I am asked to find if there is an affine isomophism $f: R^2 \rightarrow R^2$ that takes one parallelogram into another one, for any two given parallelograms (in $R^2$).
Taking into account that both translations and rotations are affine isomorphisms from $R^2$ to itself, I do the following:
Let $P_1$ and $P_2$ be the two given parallelograms and $C_i$ be the centre of parallelogram $P_i$. If $T_v$ is a translation with $v = C_2 - C_1$ then $T_v$ takes $P_1$ and centers it with $P_2$. Without loss of generality we now have $T_v(C_1) = C_2 = (0,0)$ i.e. the parallelograms have their centers in the origin. Picking now one diagonal $d_i$ for each parallelogram and by calculating the angle between $d_1$ and $d_2$ I can rotate $P_1$ so that both parallelograms have their center in the origin and have one diagonal aligned.
If now both diagonals are aligned, I can prove that there exists the said isomorphism: we know that $T_\alpha(x, y) = (\alpha x, y)$ and $T_\beta(x, y) = (x, \beta y)$ are linear transformations. Again and without loss of generality we can assume that if both diagonals are aligned, then both diagonals will also be aligned with the $Ox$ and $Oy$ axis (we can take a vector from each diagonal and make them the new basis of our coordinate system). Having both diagonals aligned with the axis, we just have to pick the right $\alpha$ and $\beta$ so that the four vertices of $P_1$ coincide with the vertices of $P_2$.

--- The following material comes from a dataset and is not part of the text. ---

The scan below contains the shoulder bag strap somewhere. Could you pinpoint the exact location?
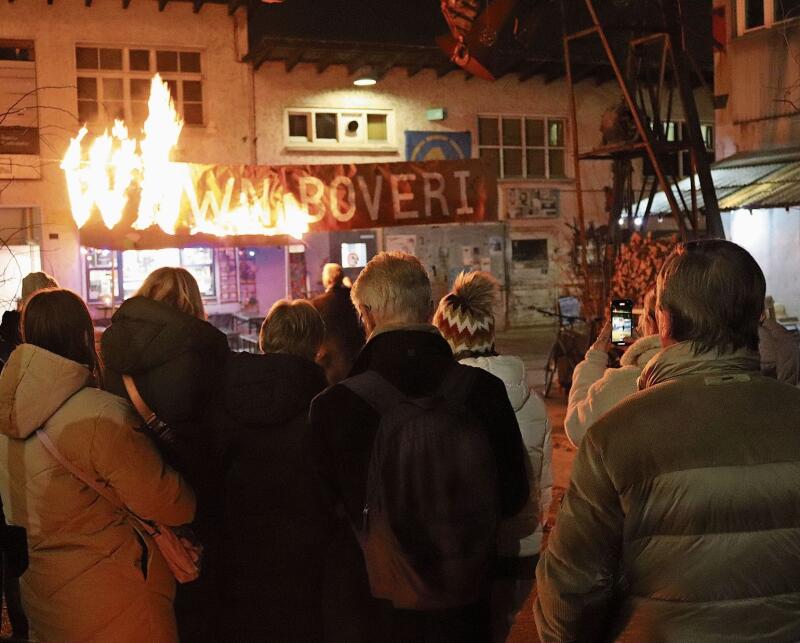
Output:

I struggle only when the second diagonal isn't aligned. That happens exactly when the angle between $P_1$'s diagonals differs from the angle between $P_2$'s diagonals. If that is the case, I can't prove nor disprove the existence of said affine isomorphism, nor do I know how to take it from here. Can anyone pick it from here?
Also, from the context of the question, this should be rather simple. Either because there exists a simple affirmative proof or a simple counter-example. I can't think of any. Feel free to chip in.
Let $P_1$ and $P_2$ be any two parallelograms and let $V_i$ be a vertex of parallelogram $P_i$. We can assume, without loss of generality, that both $V_1$ and $V_2$ are at the origin of my referential.
(If they were not, I could translate each one of them, separately, to the origin, using two translations $T_1$ and $T_2$ that are affine isomorphisms).
Now for each parallelogram we consider the vectors induced by the two sides that share the vertex $V_i$. For each parallelogram, separately, the two vectors form a basis of $\Bbb{R}^2$ because if they did not, they were collinear and we would not have a parallelogram. Now we have two different basis $B_1$ and $B_2$ for $\Bbb{R}^2$ but as we know from trivial linear algebra there is a linear transformation $M$ (and hence an affine isomorphism) that changes from base $B_1$ to base $B_2$ and vice-versa. Therefore we can take any side from $P_1$ (thinking of it as a vector) to the other corresponding vector by the composition of the three affine isomorphisms mentioned: $T_2\ o\ M\ o\ T_1$
Or conversely with its inverse.
Another proof would use the fact that if $A$ is an affine space of dimension $n$, there is an affine isomorphism that takes $n+1$ independent points to any other $n+1$ independent points. We could just take 3 vertices from one parallelogram, the corresponding 3 vertices of the other, create $\phi$ that takes each of those 3 to the corresponding, and show that the fourth vertex is also being taken to its corresponding vertex.